Päivi Koroknay-Pál et al. Stroke. 2012 Aug.

Abstract

Background and purpose: Knowledge of the long-term excess mortality in pediatric aneurysm patients is lacking. The aim of this study was to assess the long-term excess mortality of 102 pediatric patients with cerebral aneurysm treated at the department of neurosurgery at Helsinki University Central Hospital between 1937 and 2009.

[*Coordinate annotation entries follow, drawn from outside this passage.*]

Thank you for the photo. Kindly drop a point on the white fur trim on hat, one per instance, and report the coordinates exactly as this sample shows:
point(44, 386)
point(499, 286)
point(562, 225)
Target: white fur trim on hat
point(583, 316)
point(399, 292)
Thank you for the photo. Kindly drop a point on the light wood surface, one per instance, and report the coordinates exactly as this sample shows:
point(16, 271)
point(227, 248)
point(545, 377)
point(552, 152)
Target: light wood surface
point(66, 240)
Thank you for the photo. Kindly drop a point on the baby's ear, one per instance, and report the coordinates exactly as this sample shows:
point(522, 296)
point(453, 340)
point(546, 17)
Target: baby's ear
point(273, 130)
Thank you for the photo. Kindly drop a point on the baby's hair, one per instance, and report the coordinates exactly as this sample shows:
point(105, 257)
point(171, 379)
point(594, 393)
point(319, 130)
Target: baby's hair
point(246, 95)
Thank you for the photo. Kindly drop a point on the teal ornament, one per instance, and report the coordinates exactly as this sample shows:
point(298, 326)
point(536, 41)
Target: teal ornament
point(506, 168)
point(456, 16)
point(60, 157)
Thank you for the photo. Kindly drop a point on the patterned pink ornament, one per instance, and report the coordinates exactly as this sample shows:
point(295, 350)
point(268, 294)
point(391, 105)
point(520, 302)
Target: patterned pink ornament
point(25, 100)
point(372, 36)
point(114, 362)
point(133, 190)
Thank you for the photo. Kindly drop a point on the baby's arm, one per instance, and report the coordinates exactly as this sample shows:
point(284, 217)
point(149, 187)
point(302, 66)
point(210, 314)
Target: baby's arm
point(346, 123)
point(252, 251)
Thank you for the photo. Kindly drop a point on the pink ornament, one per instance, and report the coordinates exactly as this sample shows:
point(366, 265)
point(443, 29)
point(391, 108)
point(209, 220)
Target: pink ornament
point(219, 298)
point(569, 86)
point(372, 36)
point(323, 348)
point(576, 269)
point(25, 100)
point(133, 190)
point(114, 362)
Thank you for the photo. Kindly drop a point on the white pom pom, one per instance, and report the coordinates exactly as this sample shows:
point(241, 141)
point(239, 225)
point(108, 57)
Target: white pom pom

Methods: Patients were followed from diagnosis until death or the end of the year 2010. Relative survival ratio provided the measure of excess mortality in these patients compared with mortality of the general Finnish population matched by age, sex, and calendar time.

Results: A majority of the patients (n=89) presented with subarachnoid hemorrhage. Aneurysms (n=118) were treated operatively (n=79), endovascularly (n=1), or conservatively (n=36). The mean follow-up time was 26.8 years (range, 0-55.6 years). By the end of follow-up, 34 of the 102 patients had died; 26 of these deaths (76%) were aneurysm-related. There was overall excess mortality of 10% (cumulative relative survival ratio, 0.90; 95% CI, 0.80-0.96) and 19% (cumulative relative survival ratio, 0.81; 95% CI, 0.66-0.91) at 20 and 40 years after the diagnosis among the 1-year subarachnoid hemorrhage survivors, respectively. The excess mortality was particularly high in boys. There was no long-term excess mortality among patients with unruptured aneurysms. Aneurysm-related deaths included rebleedings from open or partially occluded aneurysms, epileptic seizures, de novo and recurrent aneurysms, or sequelae of subarachnoid hemorrhage.

Conclusions: There is long-term excess mortality in pediatric patients with aneurysm even decades after successful treatment of a ruptured aneurysm, especially among boys. The excess mortality is mainly aneurysm-related.